In other words, when OPRF administrators state they are using the “racial equity analysis tool” in revising grading practices, this means they are making these changes with the objective of reducing the gaps between high-achieving-ethnicity and low-achieving-ethnicity children.

Eliminating Grading Practices That Help Kids

After the presentation, school board member Ralph Martire said equitable grading practices mean the “objective assessment of academic mastery” in contrast to a “subjective evaluation,” which “produces inequity.” But is Martire being truthful? Does he understand how this will actually play out?

Consider, again, the key words from the OPRF presentation, that the school will be “rewarding growth over time.” Here Martire cites an example of a child failing a quiz but passing the test later. “Equitable grading” means eliminating that 0 for the quiz.

This sounds great in principle, but in practice will result in students believing they can learn the material at the last minute, and failing both the quiz and the exam. Given that OPRF is also in the process of eliminating honors courses for freshmen, it seems likely these good intentions will play out quite differently when these ideals come into contact with real-world children.

‘Grading for Equity’ Is Indeed about Race

Again, “equitable grading” or “grading for equity” is an education fad across the country. It is entirely appropriate to judge the OPRF plans based on what others have said about these ideas, because they draw on the same experts.

The first chapter of the book “Grading for Equity” is available online. A report on the plans of Pleasanton Unified School District in California likewise is quite informative. In that description, “equitable grading” involves getting rid of extra-credit opportunities, grade boosts for participation or attendance and the like, and cutting down the potential grade boosts of the stereotypical “brown-noser” while boosting other students’ grades. The point of all of these is to change the standards because certain racial groups fail to meet them as well as do other racial groups.

A 2020 write-up by Feldman at the National School Boards Association cites the implementation at San Leandro Unified School District, just outside San Francisco.

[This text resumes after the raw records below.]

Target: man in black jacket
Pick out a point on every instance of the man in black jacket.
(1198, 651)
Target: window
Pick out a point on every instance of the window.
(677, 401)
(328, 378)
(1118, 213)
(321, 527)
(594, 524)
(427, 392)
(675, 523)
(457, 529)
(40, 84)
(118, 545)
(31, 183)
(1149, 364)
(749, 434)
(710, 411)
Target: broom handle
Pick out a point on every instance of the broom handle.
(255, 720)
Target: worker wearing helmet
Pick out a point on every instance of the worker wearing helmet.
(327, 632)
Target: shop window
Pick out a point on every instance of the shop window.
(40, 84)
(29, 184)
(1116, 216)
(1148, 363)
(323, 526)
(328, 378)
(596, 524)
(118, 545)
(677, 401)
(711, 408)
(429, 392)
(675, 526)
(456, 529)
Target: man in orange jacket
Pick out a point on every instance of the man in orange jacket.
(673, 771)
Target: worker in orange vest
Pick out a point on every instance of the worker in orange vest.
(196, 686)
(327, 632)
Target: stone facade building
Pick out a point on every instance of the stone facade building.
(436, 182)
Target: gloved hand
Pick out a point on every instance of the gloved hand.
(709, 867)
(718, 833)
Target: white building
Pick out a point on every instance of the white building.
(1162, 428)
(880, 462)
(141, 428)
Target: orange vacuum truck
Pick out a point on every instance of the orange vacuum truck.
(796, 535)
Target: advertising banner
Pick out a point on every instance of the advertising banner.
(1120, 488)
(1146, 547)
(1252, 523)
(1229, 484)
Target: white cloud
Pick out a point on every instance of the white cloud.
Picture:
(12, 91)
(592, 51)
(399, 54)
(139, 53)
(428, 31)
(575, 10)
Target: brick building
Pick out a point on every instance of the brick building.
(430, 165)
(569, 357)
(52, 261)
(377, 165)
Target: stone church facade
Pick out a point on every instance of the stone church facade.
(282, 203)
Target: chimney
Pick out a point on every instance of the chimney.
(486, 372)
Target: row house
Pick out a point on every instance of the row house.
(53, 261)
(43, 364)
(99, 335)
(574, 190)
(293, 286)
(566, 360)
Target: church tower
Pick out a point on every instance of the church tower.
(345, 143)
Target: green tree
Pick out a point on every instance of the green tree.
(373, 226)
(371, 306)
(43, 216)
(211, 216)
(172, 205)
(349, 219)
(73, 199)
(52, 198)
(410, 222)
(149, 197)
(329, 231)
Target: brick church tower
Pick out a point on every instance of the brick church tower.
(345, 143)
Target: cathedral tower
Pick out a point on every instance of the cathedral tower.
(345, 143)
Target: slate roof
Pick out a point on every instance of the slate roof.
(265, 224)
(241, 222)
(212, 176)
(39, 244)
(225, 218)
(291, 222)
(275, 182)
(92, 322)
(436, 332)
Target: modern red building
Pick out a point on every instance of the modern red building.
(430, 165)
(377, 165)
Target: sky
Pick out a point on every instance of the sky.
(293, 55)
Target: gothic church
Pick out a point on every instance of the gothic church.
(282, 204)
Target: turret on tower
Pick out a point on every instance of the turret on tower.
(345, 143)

He claims that after three years, Ds and Fs decreased among special needs and minority students and “grade inflation decreased, especially among more privileged student populations.”

Education Fads Usually Fail Hard

These ideas are new, with no way of knowing their long-term effects when fully scaled up and neither teachers nor students have the excitement of being a part of something “special.” A decade ago, the only references I could find to “equitable grading” (such as this 2013 document from Waukesha schools or this 2011 dissertation) used the phrase simply to mean “fair” grading, with a particular emphasis on students with disabilities.

The specific notion that “equitable” means grading policies that aim to shrink the gap between students of different races and ethnicities has only appeared very recently. “Grading for Equity,” for instance, was published in 2019, and “Get Set, Go” in 2020.

Proponents claim students can learn to be intrinsically motivated to work hard in school and that children who have fallen behind will catch up by working twice as hard later, on if only grading is “reformed” to be based only on their end-of-year achievement. This seems rather fantastical to anyone who, well, has ever known a teenager. Yet schools are diving in and embracing these ideas enthusiastically.

It was just last week that The New York Times reported that Lucy Caulkins, the creator of a children’s reading curriculum in wide use across the United States, has finally, after 30 years, rewritten her instructional materials to explicitly teach phonics to children. Will we see the same backtracking regarding “grading reform” 30 years from now?